After this event, I kept an eye on the Kearny Street webpage and then applied the following spring for the 2004 APAture. That work, a humor essay about the hit and misses in my (non) dating life, was eventually accepted into festival. It was my first time reading my writing in a non-academic setting—I can recall the festival was an all-day extravaganza of literary readings, film, and musical performances in the cavernous SOMArts Center.

This festival was another first for me: it was the first time I identified or was partaking in an event as an “Asian American” writer. As a person of mixed Asian heritage, I had long grappled with the subject matter I approached in my writing, in addition to having difficulty seeing myself as Asian. I was either absorbed entirely with generating work about my Japanese-American family or I was avoiding it, staunchly. Kearny Street Workshop and APAture allowed me to be a writer within a community—and it was due to this, this very offering of a community, that I managed an acceptance of myself as Asian as well as continuing to develop my craft as a writer. And that was a pretty tall order to fill.

For the past six years, I have taken several writing workshops with Kearny Street and attended a slew of KSW programming. In my swamped life as a public school teacher, it is Kearny Street that keeps me composing. What makes APAture so unusual as an event is that it binds artists to an organization, an organization that we often remained involved with for years after our initial participation. Now, it is my second year reading submissions for the APAture Literary Night. We on the Literary Committee are anticipating a surprising and winning state of affairs this Saturday evening at the very swanky Hotel Rex (which is apparently a literary themed hotel) in Union Square—right off of the BART line and with a splendid people-watching-stroll to boot. We’re also excited to hear new work from featured artist Aimee Suzara, who has been part of KSW as a workshop teacher and APAture 2008 literary artist.
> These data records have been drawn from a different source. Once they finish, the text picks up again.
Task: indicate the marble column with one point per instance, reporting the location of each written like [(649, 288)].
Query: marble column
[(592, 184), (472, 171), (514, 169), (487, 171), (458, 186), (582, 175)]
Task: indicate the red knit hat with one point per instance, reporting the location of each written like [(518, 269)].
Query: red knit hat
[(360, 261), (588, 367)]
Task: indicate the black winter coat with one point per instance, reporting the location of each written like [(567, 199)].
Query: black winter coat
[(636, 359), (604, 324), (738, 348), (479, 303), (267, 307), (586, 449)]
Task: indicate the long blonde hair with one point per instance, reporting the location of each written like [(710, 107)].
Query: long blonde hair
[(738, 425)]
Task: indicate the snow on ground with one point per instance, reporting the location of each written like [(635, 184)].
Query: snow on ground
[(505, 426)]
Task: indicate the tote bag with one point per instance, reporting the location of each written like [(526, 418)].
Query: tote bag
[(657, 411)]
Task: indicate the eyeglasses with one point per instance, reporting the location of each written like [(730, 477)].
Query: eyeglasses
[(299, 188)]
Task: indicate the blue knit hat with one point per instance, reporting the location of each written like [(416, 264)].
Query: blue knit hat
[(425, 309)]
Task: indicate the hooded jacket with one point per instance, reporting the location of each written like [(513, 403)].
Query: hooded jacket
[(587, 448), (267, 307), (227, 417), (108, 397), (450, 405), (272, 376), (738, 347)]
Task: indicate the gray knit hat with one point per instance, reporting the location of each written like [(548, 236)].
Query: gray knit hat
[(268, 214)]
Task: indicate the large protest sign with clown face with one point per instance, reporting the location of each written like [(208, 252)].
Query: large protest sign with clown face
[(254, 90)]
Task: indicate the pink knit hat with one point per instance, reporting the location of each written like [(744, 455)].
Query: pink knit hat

In reading the submissions this year, we loved Jennifer Cheng’s mercurial prose poems in which characters are half-hidden in shadows. In Cheng’s work, water and fragrant plants are pervasive, lonely elements inserted into languid sentences. Yasmine Gomez and Linda Park are two writers with spunky punch and verve—they will be reading non-fiction that slyly dismantles the process of home hunting in the San Francisco Bay Area and the pathos of anti-depressants. I am thrilled, as well, to see two writers from the KSW-sponsored Intergenerational Writers Lab, Kenji Liu and Mai Doan, read their image-laden, finely wrought poems. I saw both writers perform recently at the Asian Pacific American-Latino Poetry Night at Oakland’s The Nest—I was quite enraptured with both writers’ humor and their interwoven narratives of immigration and teenager-dom.

And, well, shoot, nothing gets me more than reading a well-placed Ranch 99 reference.

See you at the Hotel Rex, Saturday September 19th, 7-9pm, yeah?